Though a suit by landowners against landbot users is not completely unreasonable, the differences in proof necessary for each individual defrauded by a landbot user seem to make class certification problematic. If the suit ends up in Federal Court — and even if it is not filed there, removal is likely — then Federal Rule of Civil Procedure 23 will govern:
One or more members of a class may sue or be sued as representative parties on behalf of all only if (1) the class is so numerous that joinder of all members is impracticable, (2) there are questions of law or fact common to the class, (3) the claims or defenses of the representative parties are typical of the claims or defenses of the class, and (4) the representative parties will fairly and adequately protect the interests of the class.

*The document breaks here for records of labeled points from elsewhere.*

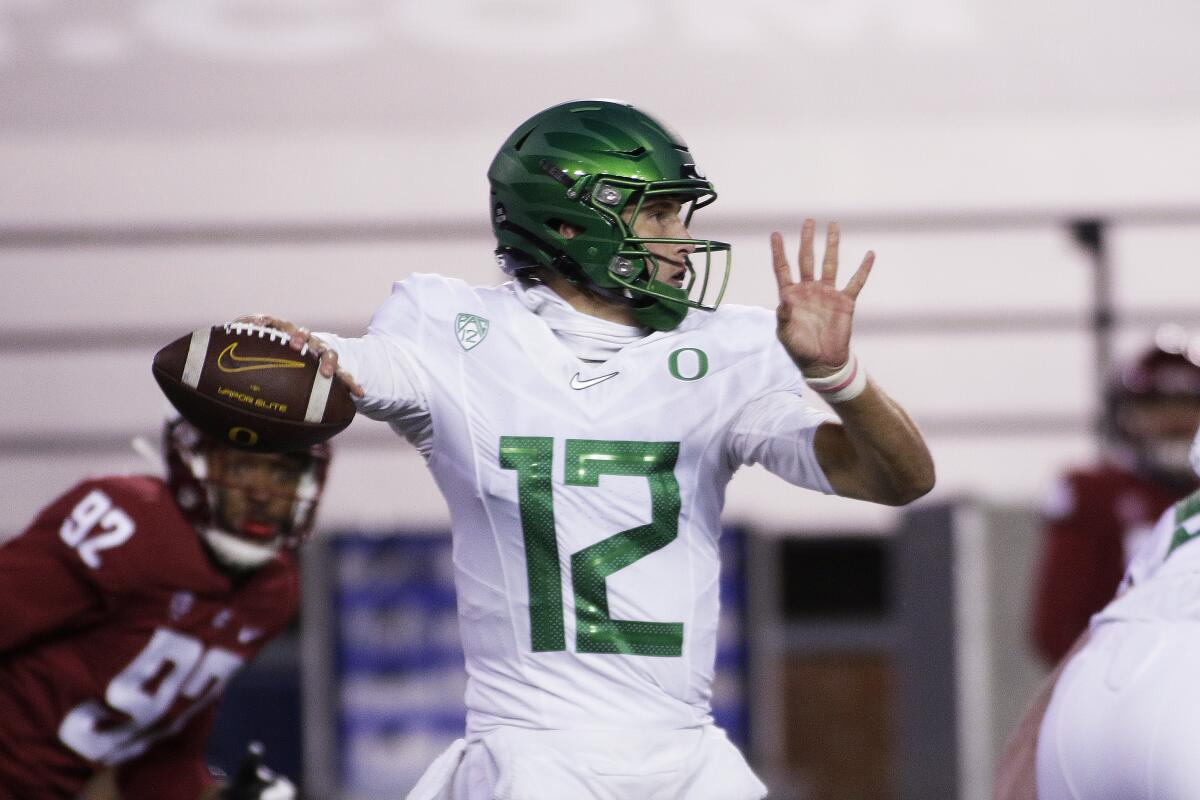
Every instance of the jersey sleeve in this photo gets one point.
(777, 427)
(1080, 565)
(45, 585)
(777, 431)
(387, 364)
(1153, 552)
(172, 768)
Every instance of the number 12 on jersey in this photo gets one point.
(587, 459)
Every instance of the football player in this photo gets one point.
(126, 607)
(1097, 516)
(1115, 720)
(582, 422)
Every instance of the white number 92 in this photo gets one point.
(96, 511)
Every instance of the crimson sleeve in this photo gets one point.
(42, 585)
(172, 768)
(1081, 565)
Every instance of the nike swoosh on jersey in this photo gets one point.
(229, 361)
(580, 383)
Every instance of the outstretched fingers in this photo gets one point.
(829, 265)
(807, 259)
(783, 271)
(858, 280)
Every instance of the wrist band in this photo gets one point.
(844, 385)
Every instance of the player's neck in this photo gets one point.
(588, 304)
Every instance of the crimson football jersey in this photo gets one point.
(117, 636)
(1095, 522)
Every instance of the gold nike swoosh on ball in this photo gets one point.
(229, 361)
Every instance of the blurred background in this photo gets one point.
(1026, 173)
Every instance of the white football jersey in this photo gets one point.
(585, 498)
(1163, 579)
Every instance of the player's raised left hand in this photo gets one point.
(814, 316)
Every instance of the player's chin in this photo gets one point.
(261, 533)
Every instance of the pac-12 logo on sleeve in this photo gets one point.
(471, 329)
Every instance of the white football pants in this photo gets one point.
(1125, 717)
(522, 764)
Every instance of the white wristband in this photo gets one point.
(844, 385)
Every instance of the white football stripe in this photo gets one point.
(196, 352)
(318, 398)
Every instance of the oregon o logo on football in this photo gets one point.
(688, 364)
(244, 437)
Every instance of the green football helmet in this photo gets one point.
(585, 163)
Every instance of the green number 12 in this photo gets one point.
(587, 459)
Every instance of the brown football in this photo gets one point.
(241, 384)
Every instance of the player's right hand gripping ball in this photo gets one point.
(241, 384)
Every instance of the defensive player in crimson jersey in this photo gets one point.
(1116, 719)
(127, 606)
(1097, 516)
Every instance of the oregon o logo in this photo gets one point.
(244, 437)
(688, 364)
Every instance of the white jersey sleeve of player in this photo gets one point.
(777, 431)
(385, 364)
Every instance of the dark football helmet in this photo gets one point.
(208, 492)
(593, 164)
(1156, 408)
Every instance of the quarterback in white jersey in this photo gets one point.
(582, 422)
(1117, 720)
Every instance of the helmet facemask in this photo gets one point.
(205, 495)
(634, 272)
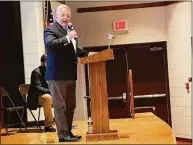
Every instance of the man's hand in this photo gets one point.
(72, 34)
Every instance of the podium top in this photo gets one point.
(98, 57)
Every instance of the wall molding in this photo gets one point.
(126, 6)
(184, 139)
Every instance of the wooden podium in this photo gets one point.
(99, 96)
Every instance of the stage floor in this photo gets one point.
(145, 129)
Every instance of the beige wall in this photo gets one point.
(170, 23)
(178, 19)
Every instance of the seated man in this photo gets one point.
(40, 94)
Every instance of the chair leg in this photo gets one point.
(38, 126)
(39, 114)
(21, 119)
(7, 126)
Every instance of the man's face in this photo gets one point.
(44, 64)
(63, 17)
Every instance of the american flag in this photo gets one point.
(48, 15)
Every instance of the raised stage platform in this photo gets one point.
(145, 129)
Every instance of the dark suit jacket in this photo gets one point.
(61, 56)
(38, 87)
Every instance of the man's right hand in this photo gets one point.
(72, 34)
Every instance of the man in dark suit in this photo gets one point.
(61, 43)
(40, 94)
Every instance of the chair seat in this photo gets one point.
(12, 108)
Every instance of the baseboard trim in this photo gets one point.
(184, 139)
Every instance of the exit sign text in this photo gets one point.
(120, 25)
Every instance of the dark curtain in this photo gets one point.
(11, 52)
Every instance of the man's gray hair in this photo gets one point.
(60, 7)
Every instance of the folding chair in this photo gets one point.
(23, 89)
(11, 108)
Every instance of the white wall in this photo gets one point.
(178, 19)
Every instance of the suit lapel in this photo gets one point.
(59, 30)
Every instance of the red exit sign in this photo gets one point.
(120, 25)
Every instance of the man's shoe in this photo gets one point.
(68, 139)
(75, 136)
(49, 129)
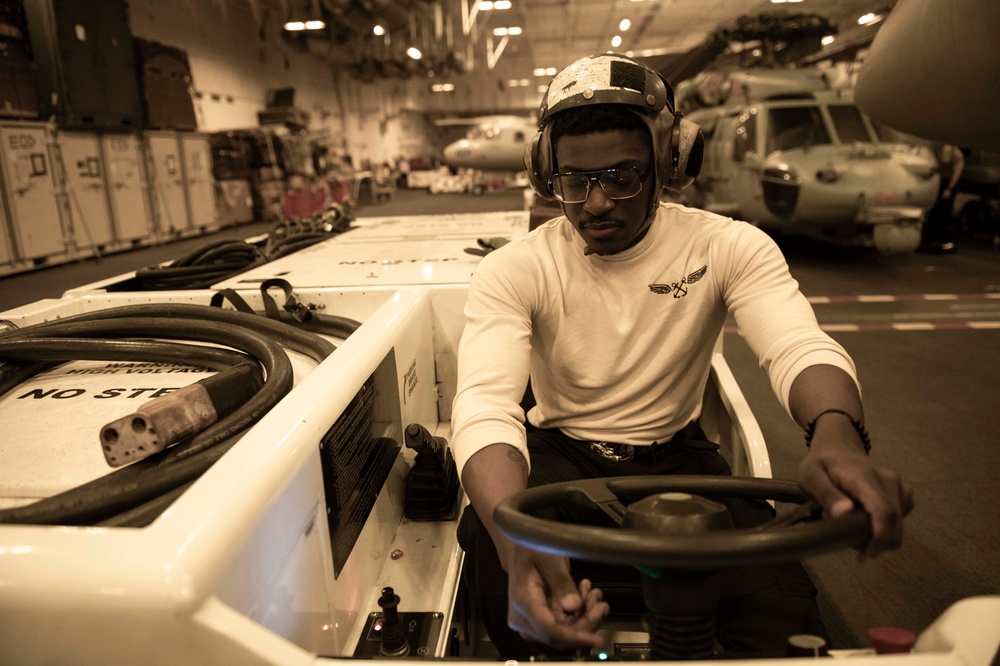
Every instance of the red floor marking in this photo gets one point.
(891, 298)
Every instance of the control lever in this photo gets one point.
(394, 642)
(432, 483)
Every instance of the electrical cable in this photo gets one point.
(100, 334)
(203, 267)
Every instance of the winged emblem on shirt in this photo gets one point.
(679, 289)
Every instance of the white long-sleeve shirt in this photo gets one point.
(619, 347)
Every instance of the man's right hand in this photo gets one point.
(547, 606)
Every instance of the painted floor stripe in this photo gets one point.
(915, 326)
(894, 298)
(902, 327)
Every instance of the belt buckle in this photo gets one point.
(613, 452)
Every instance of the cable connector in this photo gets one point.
(170, 418)
(157, 424)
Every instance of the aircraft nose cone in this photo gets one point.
(457, 153)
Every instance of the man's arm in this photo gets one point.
(836, 471)
(546, 605)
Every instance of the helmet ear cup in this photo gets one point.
(538, 162)
(681, 150)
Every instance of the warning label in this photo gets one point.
(51, 423)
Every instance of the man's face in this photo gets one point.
(608, 225)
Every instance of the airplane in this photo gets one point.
(932, 72)
(493, 143)
(807, 161)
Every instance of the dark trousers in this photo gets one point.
(760, 606)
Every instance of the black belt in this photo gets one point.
(690, 435)
(620, 452)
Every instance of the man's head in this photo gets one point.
(613, 80)
(604, 175)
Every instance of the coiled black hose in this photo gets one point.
(118, 334)
(217, 261)
(204, 267)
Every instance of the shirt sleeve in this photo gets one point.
(493, 358)
(772, 315)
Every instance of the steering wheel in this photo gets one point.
(785, 538)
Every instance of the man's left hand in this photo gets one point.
(839, 475)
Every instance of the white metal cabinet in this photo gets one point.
(84, 194)
(199, 181)
(168, 188)
(128, 186)
(30, 190)
(6, 251)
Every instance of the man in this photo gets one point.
(612, 311)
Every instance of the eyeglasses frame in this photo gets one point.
(594, 176)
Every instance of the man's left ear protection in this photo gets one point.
(680, 163)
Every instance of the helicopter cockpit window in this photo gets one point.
(848, 123)
(795, 127)
(745, 139)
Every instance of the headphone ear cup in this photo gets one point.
(538, 162)
(688, 145)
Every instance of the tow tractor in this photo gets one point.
(308, 515)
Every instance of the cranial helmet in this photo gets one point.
(678, 144)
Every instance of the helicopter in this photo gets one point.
(810, 162)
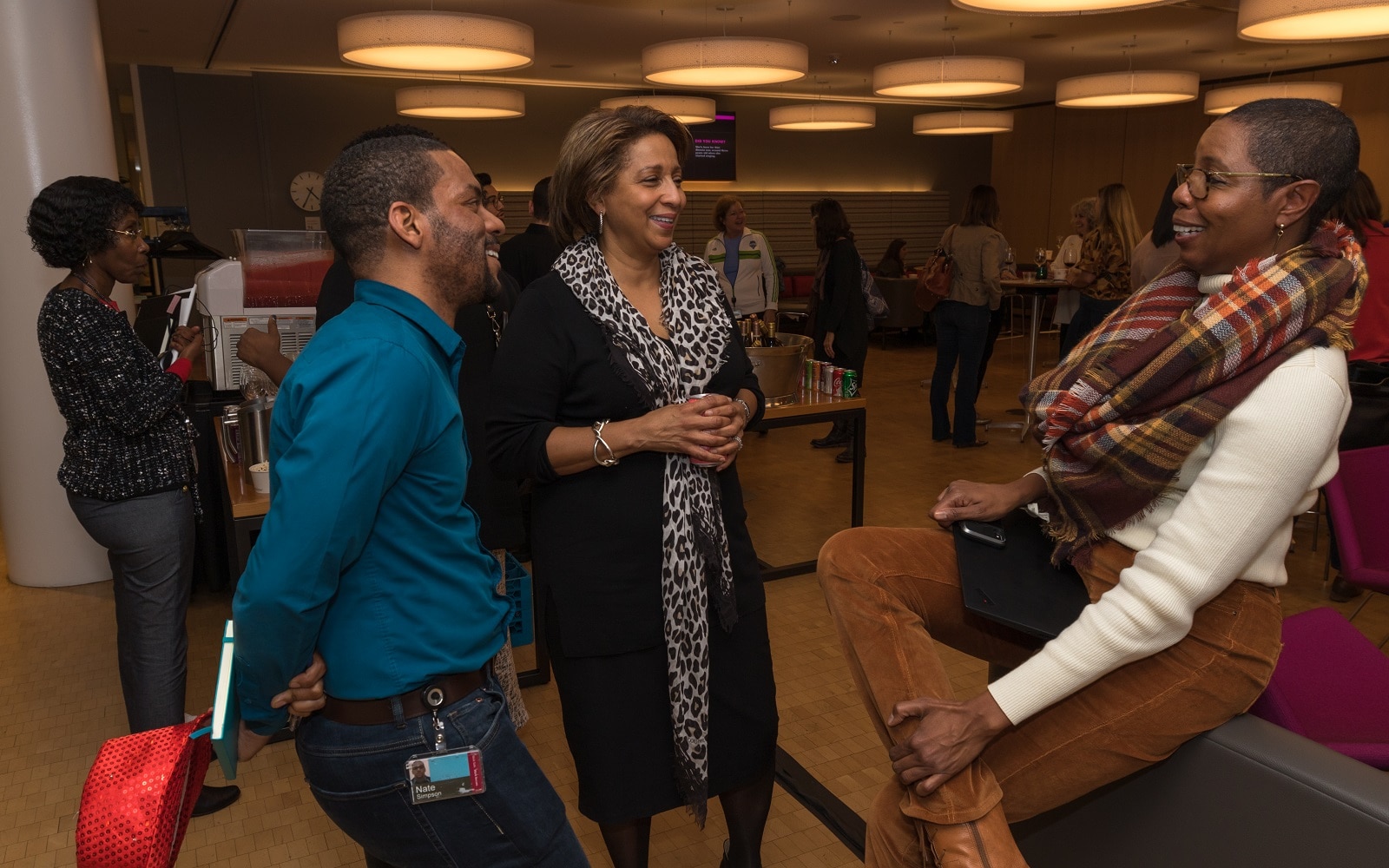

In addition, a class will only be maintained when:
…[t]he court finds that the questions of law or fact common to the members of the class predominate over any questions affecting only individual members.
That last one is a potential sticking point here because each potential claim seems to require different evidence, and each will be lodged against one of any number of different defendants — unlike typical class actions involving, for example, a group of diners who all get sick from eating the same thing at the same restaurant, or a group of consumers who were all defrauded the same way by the same company’s false advertising.
Bragg presumably intends to target one or more landbot users and conceivably (given that he says he seeks injunctive relief) Second Life creator Linden Lab. At this point, no defendants are named.